These results address the research question by demonstrating that integration is not solely a matter of residency but of negotiated spatial relations and shared meanings. While newcomers’ economic and political capital reduce risks of structural exclusion, their cultural dominance can foster non-structural exclusion and parallel communities. Significance lies in highlighting the need for policies and practices that: (1) legally secure newcomer access to living/production space while respecting collective ownership; (2) mediate production models to align modernization with local practices; (3) promote cultural communication to bridge habits, entertainment repertoires, and value systems; and (4) encourage porous, cross-cutting social networks. Broader relevance includes informing hukou reforms’ local implementation and rural revitalization strategies that balance urban cultural influx with rural traditions to sustain harmonious integration.
Conclusion
Leveraging push-pull and social integration theories, complemented by Lefebvre’s spatial production, the study shows that new villagers—often with stronger economic/political positions—face fewer structural exclusions but are prone to non-structural cultural exclusion and parallel community formation. Without shared integration goals, newcomers may coalesce into embedded yet mechanically bonded groups adjacent to native communities, potentially sparking competition over communication, coordination, and decision-making channels. In weaker rural areas, power transfers may be inevitable; in more prosperous regions, institutional mechanisms and channels critically shape newcomers’ trajectories.
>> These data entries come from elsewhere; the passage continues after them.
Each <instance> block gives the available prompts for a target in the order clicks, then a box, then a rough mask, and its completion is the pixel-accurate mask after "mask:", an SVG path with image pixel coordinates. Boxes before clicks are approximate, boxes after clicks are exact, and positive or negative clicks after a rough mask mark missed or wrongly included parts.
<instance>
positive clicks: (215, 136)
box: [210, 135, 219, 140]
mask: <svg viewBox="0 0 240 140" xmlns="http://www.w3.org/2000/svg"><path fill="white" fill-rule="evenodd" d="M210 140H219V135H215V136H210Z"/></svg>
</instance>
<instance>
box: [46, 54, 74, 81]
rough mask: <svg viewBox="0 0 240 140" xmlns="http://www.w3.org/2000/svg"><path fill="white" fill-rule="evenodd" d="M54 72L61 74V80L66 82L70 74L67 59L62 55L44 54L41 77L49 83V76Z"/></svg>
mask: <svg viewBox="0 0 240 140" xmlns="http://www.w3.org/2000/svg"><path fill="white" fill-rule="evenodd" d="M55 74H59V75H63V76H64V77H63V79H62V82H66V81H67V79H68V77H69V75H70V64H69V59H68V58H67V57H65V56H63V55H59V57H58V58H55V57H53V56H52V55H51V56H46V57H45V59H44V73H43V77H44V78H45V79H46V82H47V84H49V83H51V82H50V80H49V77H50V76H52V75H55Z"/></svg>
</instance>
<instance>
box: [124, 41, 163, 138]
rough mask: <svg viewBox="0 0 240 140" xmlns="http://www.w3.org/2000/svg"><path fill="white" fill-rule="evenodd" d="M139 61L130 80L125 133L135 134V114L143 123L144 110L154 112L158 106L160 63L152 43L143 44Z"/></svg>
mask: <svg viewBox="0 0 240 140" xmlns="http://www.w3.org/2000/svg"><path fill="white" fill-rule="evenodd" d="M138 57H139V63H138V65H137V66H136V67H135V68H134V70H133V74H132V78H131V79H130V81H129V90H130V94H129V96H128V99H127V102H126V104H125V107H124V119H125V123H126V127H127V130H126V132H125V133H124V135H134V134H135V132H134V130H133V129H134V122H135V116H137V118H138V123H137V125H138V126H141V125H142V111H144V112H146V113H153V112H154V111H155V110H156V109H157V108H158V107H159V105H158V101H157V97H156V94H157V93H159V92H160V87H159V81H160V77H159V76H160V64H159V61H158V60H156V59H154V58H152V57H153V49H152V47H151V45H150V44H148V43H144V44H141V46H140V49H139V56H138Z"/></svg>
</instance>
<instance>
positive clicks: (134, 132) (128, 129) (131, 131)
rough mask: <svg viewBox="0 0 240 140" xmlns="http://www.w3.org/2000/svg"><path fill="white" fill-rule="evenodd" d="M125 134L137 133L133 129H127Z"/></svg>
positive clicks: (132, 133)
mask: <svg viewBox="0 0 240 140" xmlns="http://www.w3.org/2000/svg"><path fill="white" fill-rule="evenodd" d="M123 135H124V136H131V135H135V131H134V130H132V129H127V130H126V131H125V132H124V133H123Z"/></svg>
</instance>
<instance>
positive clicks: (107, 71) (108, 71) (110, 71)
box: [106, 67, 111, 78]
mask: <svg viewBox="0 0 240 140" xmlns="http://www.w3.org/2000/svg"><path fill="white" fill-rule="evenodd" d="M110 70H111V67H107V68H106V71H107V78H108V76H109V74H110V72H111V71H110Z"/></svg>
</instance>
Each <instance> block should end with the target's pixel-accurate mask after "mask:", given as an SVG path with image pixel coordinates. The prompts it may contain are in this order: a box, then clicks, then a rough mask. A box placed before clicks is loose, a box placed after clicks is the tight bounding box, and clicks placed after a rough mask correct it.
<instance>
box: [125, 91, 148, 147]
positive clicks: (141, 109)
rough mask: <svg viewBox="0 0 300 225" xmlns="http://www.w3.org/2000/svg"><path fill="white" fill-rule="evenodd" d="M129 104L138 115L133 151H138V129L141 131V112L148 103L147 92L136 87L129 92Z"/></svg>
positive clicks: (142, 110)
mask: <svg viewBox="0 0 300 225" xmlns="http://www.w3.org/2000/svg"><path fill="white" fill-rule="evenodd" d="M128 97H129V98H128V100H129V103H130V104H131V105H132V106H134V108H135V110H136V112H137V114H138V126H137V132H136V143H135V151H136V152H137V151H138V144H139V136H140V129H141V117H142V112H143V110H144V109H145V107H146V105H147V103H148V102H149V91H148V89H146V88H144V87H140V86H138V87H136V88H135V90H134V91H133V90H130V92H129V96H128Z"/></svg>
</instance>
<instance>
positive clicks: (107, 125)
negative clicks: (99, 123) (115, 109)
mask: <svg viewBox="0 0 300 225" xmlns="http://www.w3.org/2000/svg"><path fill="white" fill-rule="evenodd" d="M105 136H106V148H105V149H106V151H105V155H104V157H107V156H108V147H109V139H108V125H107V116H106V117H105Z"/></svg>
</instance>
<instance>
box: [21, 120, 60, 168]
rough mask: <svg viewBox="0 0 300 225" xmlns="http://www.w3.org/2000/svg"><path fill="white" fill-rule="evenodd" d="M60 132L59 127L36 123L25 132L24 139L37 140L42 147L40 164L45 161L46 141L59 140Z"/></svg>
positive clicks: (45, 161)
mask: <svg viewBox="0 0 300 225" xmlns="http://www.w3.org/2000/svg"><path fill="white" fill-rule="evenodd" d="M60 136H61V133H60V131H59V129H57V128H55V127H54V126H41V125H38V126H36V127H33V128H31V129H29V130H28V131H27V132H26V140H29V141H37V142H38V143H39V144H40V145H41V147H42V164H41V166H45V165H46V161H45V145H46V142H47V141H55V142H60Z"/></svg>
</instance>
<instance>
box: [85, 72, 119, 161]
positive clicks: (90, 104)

Policy implications include: (1) establishing robust systems to safeguard newcomers’ rights and interests in the utilization of underused rural homesteads and dwellings while balancing villagers’ rights; and (2) cultivating a village-level sense of community to build belonging and identity, which is foundational for harmonious integration and social cohesion. Addressing these issues is central to resolving integration dilemmas, ensuring rural social harmony, and advancing rural talent revitalization in the era of urban-to-rural migration.